What happens if someone confiscates unsafe reloaded ammo and uses it?

My guess would likely be a lawsuit by the injured party, regardless of how he/she came into posession of them,(aint modern society great). if it was proven that they were intentionally loaded to be unsafe, I'd suspect there wouldd VERY likely be a large amount of money awarded to they injured, and maybe even criminal charges to the "loader".
 
Heist - I'm growing more and more uncomfortable with this thread. Please answer Tim's question: Under what circumstances would someone do this? (confiscate your ammo)

Thanks. :)
 
I thought he mean't if someone at the range confiscates reloads as they are not allowed at the range for the possibility of a KABOOM actually occuring due to a careless reloader. If this should happen and the man who confiscates the reloads for the above said reason then uses them.....then that man deserves to lose a few fingers.
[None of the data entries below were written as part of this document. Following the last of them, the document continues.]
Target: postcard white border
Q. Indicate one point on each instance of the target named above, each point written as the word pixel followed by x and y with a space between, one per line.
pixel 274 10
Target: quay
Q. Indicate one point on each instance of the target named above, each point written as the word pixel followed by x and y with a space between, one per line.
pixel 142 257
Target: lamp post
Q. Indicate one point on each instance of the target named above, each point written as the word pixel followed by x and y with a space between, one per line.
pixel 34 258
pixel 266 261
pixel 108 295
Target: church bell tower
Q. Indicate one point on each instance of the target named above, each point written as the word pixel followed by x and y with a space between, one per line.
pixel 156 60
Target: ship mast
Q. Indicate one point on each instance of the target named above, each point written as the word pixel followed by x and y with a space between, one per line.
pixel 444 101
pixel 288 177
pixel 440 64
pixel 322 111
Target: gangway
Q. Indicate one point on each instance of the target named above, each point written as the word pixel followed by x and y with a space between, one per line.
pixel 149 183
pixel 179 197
He confiscates potentially dangerous ammo for safety and then uses them and thus has no grounds to sue anyone in my mind.
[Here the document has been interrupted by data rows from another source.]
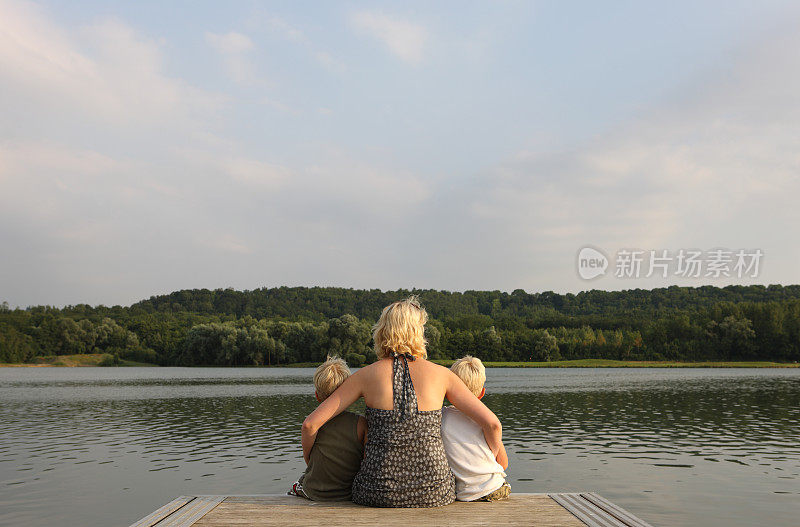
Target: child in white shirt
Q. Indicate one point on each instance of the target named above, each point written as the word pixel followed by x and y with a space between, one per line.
pixel 479 473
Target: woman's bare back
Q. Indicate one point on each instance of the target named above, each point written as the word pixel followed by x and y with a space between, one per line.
pixel 429 379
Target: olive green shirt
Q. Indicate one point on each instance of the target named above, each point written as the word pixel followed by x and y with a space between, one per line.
pixel 334 461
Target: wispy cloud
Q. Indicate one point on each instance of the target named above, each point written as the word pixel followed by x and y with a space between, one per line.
pixel 235 50
pixel 404 39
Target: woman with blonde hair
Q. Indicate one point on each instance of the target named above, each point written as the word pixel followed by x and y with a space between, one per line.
pixel 404 462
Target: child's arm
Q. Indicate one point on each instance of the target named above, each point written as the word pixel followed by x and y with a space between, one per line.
pixel 502 457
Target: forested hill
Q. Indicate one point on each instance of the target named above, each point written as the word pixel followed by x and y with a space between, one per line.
pixel 319 303
pixel 297 324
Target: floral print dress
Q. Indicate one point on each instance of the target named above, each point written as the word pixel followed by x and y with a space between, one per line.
pixel 404 463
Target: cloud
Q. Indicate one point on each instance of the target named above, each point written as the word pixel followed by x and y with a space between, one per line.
pixel 43 68
pixel 715 165
pixel 235 50
pixel 406 40
pixel 282 27
pixel 231 43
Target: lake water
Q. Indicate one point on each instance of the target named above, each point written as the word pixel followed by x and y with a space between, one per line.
pixel 106 446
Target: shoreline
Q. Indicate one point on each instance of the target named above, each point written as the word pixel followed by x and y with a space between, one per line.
pixel 94 360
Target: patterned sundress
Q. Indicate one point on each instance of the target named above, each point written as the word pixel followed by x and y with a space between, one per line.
pixel 404 464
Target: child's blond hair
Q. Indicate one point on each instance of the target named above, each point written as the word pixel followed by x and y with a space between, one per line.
pixel 401 329
pixel 472 371
pixel 329 376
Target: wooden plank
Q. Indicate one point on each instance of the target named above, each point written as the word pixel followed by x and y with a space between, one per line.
pixel 586 511
pixel 161 513
pixel 269 510
pixel 289 511
pixel 624 516
pixel 191 512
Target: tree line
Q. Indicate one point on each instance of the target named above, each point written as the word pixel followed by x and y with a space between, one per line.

Of course I can't imagine the range confiscating your property, they would just tell you to take it out and leave it in the car.
 
Well, I've always noticed how people who reload never let anyone else use their ammo, and won't use other people's reloads either.

If a round that would function in one person's specific gun but would detonate a glock gets confiscated by, say, airport security / police called by screeners even though it was properly packed and declared, and they go home, use it, and get injured- who is liable?
 
I think it depends on if you sold it to them or not. If you made a profit, then you hold a certain amount of liability because with a profit, you have implied merchantability. IANAL.

I don't sell ammo. But when friends or family want ammo, I used to just give em some of whatever I had on hand. Bad idea. I had some 44 mag ammo that I had worked up for hunting/woods defense in my Ruger RH. My FIL has an identical RH and wanted some ammo. Why not I mused? He's got the same dang gun so it'll be ok.

It wasn't. He decided to not go shooting that day and stashed the ammo for a year and wound up moving to FLA with it and when he did go shoot it, he had to pound the first six pc's of brass out of the gun. It seems that while it was ok in Colorado, being worked up at around 40-45 deg...the same rounds were a little hotter in FLA's 85-90 deg weather. No harm to the gun but made me rethink my policy of being nice with my ammo. Now if someone wants ammo, they get nothing more than starting loads, period.
 
Whoever did the confiscating assumed the risk of using the confiscated ammo. The reloader would have no liability, assuming that the reloads weren't consciously reloaded unsafely. (Can't imagine a Real World scenario where that'd be the case.) There would definitely not be any criminal charges against the reloader, unless it could be shown that the reloader knew the reloads to be unsafe and failed to warn the confiscator.
 
Doug.38PR said:
If this should happen and the man who confiscates the reloads for the above said reason then uses them.....then that man deserves to lose a few fingers.
Deserves?
I don't think so.
 
What if someone takes the hot surplus 7.62x25 ammo for my CZ-52 and uses it in a Tokarev? The ammo is safe in my CZ, but unsafe in a Tok.